Department of Science, Graduate School of Integrated Science and Technology, Shizuoka University, Ohya 836, Suruga-ku, Shizuoka, 422-8021, Japan.
Department of Science, Shizuoka University, Ohya 836, Suruga-ku, Shizuoka, 422-8021, Japan.
Biochem Biophys Res Commun. 2022 Jun 30;611:46-52. doi: 10.1016/j.bbrc.2022.04.078. Epub 2022 Apr 20.
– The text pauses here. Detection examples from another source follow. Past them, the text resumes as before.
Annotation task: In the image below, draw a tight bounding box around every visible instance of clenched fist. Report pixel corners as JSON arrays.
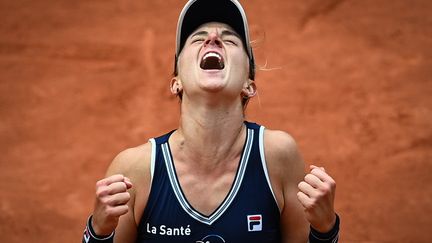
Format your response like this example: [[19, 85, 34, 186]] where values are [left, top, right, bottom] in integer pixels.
[[92, 175, 132, 235], [297, 165, 336, 233]]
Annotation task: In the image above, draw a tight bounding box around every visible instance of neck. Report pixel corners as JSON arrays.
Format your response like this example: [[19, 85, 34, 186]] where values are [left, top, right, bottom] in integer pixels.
[[174, 96, 246, 169]]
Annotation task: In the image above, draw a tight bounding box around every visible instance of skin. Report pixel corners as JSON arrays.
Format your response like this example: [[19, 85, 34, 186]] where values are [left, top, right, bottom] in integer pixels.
[[92, 23, 336, 243]]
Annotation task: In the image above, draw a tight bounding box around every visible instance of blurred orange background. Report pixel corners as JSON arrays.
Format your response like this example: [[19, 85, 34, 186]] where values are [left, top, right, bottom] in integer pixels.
[[0, 0, 432, 243]]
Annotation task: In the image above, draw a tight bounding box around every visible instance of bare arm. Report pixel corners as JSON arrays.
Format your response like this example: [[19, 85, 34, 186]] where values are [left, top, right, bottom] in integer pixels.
[[265, 131, 336, 243], [92, 144, 151, 243], [264, 130, 309, 243]]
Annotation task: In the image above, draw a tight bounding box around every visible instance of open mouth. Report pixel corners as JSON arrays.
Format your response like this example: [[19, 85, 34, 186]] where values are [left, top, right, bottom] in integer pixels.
[[200, 52, 225, 70]]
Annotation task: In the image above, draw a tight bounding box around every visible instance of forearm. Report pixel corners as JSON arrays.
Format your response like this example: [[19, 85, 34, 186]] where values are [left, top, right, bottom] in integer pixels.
[[309, 215, 340, 243]]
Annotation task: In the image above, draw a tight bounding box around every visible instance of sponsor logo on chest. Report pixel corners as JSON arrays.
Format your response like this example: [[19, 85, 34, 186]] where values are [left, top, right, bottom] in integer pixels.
[[247, 214, 262, 232], [146, 223, 192, 236]]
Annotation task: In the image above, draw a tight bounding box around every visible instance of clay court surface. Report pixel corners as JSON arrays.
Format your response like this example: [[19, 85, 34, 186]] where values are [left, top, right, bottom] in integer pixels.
[[0, 0, 432, 243]]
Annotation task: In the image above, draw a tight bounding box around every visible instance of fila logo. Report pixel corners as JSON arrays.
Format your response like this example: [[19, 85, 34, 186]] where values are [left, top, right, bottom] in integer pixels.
[[84, 227, 90, 243], [247, 214, 262, 232]]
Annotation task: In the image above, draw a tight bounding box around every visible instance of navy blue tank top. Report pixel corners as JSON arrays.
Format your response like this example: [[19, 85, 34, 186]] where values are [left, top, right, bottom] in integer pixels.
[[136, 122, 280, 243]]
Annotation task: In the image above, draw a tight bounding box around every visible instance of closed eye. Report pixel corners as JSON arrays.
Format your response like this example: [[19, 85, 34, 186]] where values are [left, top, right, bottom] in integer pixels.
[[224, 39, 237, 45], [192, 38, 204, 43]]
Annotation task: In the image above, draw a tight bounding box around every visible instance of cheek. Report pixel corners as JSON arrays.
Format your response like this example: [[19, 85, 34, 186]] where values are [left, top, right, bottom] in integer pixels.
[[177, 52, 194, 76], [233, 53, 249, 77]]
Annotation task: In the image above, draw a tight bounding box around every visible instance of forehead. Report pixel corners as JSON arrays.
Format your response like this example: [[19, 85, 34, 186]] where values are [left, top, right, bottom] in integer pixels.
[[189, 22, 238, 37]]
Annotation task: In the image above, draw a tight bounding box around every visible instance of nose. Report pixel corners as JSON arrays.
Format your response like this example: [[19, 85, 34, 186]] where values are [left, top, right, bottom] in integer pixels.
[[204, 32, 222, 48]]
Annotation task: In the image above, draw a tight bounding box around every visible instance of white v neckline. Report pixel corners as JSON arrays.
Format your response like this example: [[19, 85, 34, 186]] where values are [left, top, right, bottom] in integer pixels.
[[161, 128, 254, 225]]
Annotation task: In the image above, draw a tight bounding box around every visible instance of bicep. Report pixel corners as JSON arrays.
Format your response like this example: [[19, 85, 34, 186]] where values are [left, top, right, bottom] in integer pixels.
[[107, 144, 151, 243], [266, 131, 309, 243]]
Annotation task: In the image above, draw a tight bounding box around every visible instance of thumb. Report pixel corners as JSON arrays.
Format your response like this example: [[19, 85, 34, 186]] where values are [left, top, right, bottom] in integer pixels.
[[309, 165, 325, 172], [123, 177, 132, 189]]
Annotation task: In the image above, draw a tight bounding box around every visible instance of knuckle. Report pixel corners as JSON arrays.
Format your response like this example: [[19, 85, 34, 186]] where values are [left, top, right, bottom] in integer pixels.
[[96, 187, 107, 198]]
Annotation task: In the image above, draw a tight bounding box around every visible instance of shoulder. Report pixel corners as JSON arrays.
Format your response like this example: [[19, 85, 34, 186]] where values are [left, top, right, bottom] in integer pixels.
[[107, 142, 152, 181], [264, 129, 301, 168], [264, 129, 304, 188]]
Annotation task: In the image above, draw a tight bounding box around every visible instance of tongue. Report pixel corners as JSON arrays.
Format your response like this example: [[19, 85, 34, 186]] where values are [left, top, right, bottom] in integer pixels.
[[200, 57, 225, 70]]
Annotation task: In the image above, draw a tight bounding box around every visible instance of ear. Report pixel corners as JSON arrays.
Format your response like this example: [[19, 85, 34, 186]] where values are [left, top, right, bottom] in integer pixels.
[[170, 77, 183, 95], [242, 79, 257, 98]]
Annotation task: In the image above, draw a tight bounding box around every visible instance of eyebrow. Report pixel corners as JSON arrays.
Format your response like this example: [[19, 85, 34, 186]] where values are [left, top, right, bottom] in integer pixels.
[[191, 30, 241, 40]]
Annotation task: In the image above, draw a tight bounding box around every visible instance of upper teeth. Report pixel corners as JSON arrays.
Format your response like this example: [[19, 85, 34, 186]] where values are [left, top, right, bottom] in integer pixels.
[[203, 52, 222, 60]]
When asynchronously growing cells suffer from nutrient depletion and inactivation of target of rapamycin complex 1 (TORC1) protein kinase, the rDNA (rRNA gene) region is condensed in budding yeast Saccharomyces cerevisiae, which is executed by condensin and Cdc14 protein phosphatase. However, it is unknown whether these mitotic factors can condense the rDNA region in nutrient-starved interphase cells. Here, we show that condensin is not involved in TORC1 inactivation-induced rDNA condensation in G1 cells. Instead, the high-mobility group protein Hmo1 drove this process. The histone deacetylase Rpd3 and Cdc14, which repress rRNA transcription, were both required for the interphase rDNA condensation. Furthermore, interphase rDNA condensation necessitated CLIP and cohibin that tether rDNA to inner nuclear membranes. Finally, we showed that Hmo1, CLIP, Rpd3, and Cdc14 were required for survival in nutrient-starved G1 cells. Thus, this study disclosed novel features of interphase chromosome condensation.
当异步生长的细胞遭受营养物质枯竭和雷帕霉素靶蛋白激酶复合物 1(TORC1)蛋白激酶失活时,酿酒酵母(Saccharomyces cerevisiae)的 rDNA(rRNA 基因)区域会发生凝聚,这一过程由凝聚蛋白和 Cdc14 蛋白磷酸酶执行。然而,尚不清楚这些有丝分裂因子是否可以在营养饥饿的间期中凝聚 rDNA 区域。在这里,我们发现,TORC1 失活诱导的 G1 细胞中 rDNA 凝聚不涉及凝聚蛋白。相反,高迁移率族蛋白 Hmo1 驱动了这个过程。组蛋白去乙酰化酶 Rpd3 和 Cdc14 抑制 rRNA 转录,这两者对于间期 rDNA 凝聚都是必需的。此外,间期 rDNA 凝聚需要 CLIP 和 cohibin 将 rDNA 固定在内核膜上。最后,我们表明 Hmo1、CLIP、Rpd3 和 Cdc14 对于营养饥饿的 G1 细胞的存活是必需的。因此,本研究揭示了间期染色体凝聚的新特征。